What You Should Do If You Have Hip Pain When Squatting

Squats are great lower-body exercises, and a staple of virtually any strength training or mobility routine. But if you have tight hips, squats can also lead to some discomfort in your hip flexors, ranging from a mild feeling of tightness to a searing pain. Here's what you need to know to prevent and treat hip pain while squatting.

Start with some detective work: If you feel a deep pinch in your hip joint when squatting, you may be dealing with femoroacetabular impingement. That impingement can be caused by poor core stability, a tight hip muscle, or — most surprisingly — a stiff ankle that makes it difficult to let your knee track forward and over your foot as you sink into the squat (via Active PT and Sport Physical Therapy). That's the most typical cause of hip pain, but there are several other alternative issues, from hip bursitis to arthritis.

When you first notice the pain occurring, take a few days off from any exercise that exacerbates the pain in your hip. If this is a common occurrence, seek professional help from a doctor (to rule out any structural issues like osteonecrosis), or a physical therapist who can assess your flexibility and mobility and recommend exercises to help improve your squats (via Healthline).

Why do squats matter?

Getting to the bottom of what's causing your pain during squats is important. Because squatting is a functional exercise — one that you do throughout the day naturally, when picking up groceries or a child, for example — being able to perform this basic movement isn't just about fitness, it's about quality of life. Therefore, it's one of the most foundational exercises.

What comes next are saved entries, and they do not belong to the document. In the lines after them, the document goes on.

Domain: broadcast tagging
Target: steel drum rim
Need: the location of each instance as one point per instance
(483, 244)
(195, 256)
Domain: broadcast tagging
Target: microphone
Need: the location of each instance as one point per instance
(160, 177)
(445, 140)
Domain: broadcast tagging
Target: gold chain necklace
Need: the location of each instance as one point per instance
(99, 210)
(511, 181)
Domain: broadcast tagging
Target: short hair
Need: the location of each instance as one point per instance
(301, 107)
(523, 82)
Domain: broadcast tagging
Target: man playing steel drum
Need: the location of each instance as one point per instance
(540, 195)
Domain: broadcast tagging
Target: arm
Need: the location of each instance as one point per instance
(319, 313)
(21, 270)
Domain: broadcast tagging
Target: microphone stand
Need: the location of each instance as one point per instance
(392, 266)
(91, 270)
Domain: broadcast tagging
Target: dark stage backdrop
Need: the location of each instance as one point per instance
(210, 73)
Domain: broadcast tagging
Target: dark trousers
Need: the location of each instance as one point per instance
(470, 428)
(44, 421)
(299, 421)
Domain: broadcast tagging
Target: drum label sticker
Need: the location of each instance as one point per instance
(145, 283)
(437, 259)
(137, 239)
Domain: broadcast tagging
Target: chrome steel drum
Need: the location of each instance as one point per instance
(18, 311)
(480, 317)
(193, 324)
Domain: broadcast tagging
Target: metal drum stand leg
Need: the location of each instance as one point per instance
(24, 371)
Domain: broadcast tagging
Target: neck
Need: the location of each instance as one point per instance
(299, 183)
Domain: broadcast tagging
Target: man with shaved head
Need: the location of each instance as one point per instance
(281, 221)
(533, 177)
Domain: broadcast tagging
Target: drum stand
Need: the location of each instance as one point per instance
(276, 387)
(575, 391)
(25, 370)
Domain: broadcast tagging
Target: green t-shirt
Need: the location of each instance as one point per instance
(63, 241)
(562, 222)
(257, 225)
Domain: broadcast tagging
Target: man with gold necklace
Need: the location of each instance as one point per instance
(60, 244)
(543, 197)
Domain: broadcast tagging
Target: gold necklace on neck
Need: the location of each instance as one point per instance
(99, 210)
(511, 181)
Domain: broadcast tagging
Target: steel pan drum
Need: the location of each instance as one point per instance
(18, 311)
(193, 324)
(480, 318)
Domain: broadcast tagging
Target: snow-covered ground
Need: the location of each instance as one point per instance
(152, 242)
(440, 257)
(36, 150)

"Squats are a great exercise because they activate so many bones and joints at once, such as the hips, knees, feet, and ankles, as well as muscles like the quads, gluteals, hip flexors, hamstrings, and calves," physical therapist Andy Sobuta told Harvard Health Publishing. Being able to do a squat is a great indicator that you're healthy, so don't simply give up on your workouts after the first sign of pain: Work with an expert to diagnose and treat your hip pain before it impacts your quality of life.

Don't forget: If intense pain continues after your workout ends, if you can't put weight on your leg, or if you're feeling any other symptoms that could indicate a more serious infection, seek medical attention right away (via the Mayo Clinic).